While Livni has told Kadima MKs in private conversations she would be willing to hold the race as early as May, this is not expected to satisfy her party rival, Shaul Mofaz, who wants the race held as soon as possible.

The two rivals will convene this week in what is expected to be a highly charged meeting.

“I expect Ms. Livni not to miss this train like she missed all the others,” Mofaz said. “She didn’t form a government like she could have after [former prime minister Ehud] Olmert resigned, she didn’t form a coalition after the election, she didn’t build an identity for the party during three years in the opposition, and she missed the socioeconomic protests.”

Mofaz, who refrained in recent months from attacking Livni, said he intends to demand that every candidate in the leadership race vow to stay in the party no matter who wins. Such a demand is expected to be sensitive for Livni, who said in an interview last month that she couldn’t wait to end her political career.

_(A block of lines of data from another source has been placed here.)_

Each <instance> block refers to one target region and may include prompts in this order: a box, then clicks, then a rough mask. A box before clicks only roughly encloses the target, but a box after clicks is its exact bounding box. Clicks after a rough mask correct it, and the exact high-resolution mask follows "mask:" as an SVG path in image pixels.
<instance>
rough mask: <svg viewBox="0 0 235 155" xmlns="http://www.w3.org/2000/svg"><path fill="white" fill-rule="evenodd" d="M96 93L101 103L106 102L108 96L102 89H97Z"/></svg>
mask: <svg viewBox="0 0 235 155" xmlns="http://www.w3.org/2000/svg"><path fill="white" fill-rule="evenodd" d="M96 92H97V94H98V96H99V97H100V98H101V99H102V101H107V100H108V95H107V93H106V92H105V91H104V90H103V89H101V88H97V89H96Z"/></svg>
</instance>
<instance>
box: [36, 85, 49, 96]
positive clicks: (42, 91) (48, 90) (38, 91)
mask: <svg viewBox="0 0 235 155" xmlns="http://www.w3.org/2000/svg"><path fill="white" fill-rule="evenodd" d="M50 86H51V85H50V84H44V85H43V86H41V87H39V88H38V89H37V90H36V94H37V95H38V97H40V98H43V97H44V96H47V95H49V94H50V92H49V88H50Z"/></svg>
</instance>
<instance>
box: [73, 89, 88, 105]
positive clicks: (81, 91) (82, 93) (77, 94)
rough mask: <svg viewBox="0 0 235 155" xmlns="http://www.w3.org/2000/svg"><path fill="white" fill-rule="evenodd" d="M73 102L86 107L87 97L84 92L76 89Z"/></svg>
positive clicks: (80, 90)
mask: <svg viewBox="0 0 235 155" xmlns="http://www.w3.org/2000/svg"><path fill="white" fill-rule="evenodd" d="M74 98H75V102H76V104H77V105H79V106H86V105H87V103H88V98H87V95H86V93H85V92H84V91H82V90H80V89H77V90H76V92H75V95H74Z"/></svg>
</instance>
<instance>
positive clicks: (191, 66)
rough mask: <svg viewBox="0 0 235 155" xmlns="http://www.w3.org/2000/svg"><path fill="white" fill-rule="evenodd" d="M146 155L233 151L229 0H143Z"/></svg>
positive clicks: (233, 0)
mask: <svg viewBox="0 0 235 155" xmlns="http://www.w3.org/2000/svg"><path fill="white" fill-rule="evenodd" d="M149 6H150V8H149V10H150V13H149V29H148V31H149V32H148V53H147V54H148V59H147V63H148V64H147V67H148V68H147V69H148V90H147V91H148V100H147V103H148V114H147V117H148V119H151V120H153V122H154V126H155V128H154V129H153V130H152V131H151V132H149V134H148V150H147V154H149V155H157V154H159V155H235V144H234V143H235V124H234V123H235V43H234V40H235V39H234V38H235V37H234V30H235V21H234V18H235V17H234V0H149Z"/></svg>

Livni may have an easier time Monday, because one of her fiercest critics, MK Avi Dichter, will be abroad as part of a delegation to NATO headquarters in Brussels.

But MK Otniel Schneller said he intends to pick up the slack.

Schneller said recent reports about alleged corruption in the party resembled the work of the Mafia and made him ashamed to be a member of Kadima.

“I want to express my deep regret that my party has fallen to a nadir in its ethics and values,” he said.